Fabbretti, A., Schedlbauer, A., Brandi, L., Kaminishi, T., Giuliodori, A. M., Garofalo, R., et al. (2016). Inhibition of translation initiation complex formation by GE81112 unravels a 16S rRNA structural switch involved in P-site decoding. Proceedings of the National Academy of Sciences of the United States of America, 113(16), E2286-E2295. doi:10.1073/pnas.1521156113.

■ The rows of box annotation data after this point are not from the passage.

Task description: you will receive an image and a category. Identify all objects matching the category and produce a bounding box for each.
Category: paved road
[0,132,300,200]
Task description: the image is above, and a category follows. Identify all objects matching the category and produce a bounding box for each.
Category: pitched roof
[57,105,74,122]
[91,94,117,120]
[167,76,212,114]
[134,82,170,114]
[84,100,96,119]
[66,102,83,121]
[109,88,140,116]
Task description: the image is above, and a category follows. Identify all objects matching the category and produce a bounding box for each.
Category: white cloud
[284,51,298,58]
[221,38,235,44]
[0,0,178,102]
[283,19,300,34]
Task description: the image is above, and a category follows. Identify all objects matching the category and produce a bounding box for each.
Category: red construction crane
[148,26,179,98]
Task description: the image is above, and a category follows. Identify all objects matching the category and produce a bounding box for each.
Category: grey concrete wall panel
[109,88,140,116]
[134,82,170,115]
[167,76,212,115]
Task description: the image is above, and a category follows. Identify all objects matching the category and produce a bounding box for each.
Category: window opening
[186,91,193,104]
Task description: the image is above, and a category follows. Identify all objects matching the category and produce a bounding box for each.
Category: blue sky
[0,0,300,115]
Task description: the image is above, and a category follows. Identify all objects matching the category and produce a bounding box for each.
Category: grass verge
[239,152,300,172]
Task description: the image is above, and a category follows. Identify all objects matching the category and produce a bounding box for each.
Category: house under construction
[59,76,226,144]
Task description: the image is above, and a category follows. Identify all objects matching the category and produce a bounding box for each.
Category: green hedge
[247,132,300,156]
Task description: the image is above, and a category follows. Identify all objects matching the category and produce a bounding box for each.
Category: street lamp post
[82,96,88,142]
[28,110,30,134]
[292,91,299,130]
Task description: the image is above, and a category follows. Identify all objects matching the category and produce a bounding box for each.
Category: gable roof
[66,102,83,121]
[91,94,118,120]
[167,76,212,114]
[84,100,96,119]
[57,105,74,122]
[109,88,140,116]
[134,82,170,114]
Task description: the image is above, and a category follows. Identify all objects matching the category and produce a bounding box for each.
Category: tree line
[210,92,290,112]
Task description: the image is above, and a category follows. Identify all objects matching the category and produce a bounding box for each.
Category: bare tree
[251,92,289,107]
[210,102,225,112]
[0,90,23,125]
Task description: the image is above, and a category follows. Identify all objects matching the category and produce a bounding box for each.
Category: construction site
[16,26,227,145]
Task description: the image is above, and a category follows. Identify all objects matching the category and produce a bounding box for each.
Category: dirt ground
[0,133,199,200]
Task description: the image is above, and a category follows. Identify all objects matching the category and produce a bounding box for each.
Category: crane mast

Zitierlink: https://hdl.handle.net/11858/00-001M-0000-002A-5C00-7

Zusammenfassung

In prokaryotic systems, the initiation phase of protein synthesis is governed by the presence of initiation factors that guide the transition of the small ribosomal subunit (30S) from an unlocked preinitiation complex (30S preIC) to a locked initiation complex (30SIC) upon the formation of a correct codon-anticodon interaction in the peptidyl (P) site. Biochemical and structural characterization of GE81112, a translational inhibitor specific for the initiation phase, indicates that the main mechanism of action of this antibiotic is to prevent P-site decoding by stabilizing the anticodon stem loop of the initiator tRNA in a distorted conformation. This distortion stalls initiation in the unlocked 30S preIC state characterized by tighter IF3 binding and a reduced association rate for the 50S subunit. At the structural level we observe that in the presence of GE81112 the h44/h45/h24a interface, which is part of the IF3 binding site and forms ribosomal intersubunit bridges, preferentially adopts a disengaged conformation. Accordingly, the findings reveal that the dynamic equilibrium between the disengaged and engaged conformations of the h44/h45/h24a interface regulates the progression of protein synthesis, acting as a molecular switch that senses and couples the 30S P-site decoding step of translation initiation to the transition from an unlocked preIC to a locked 30SIC state.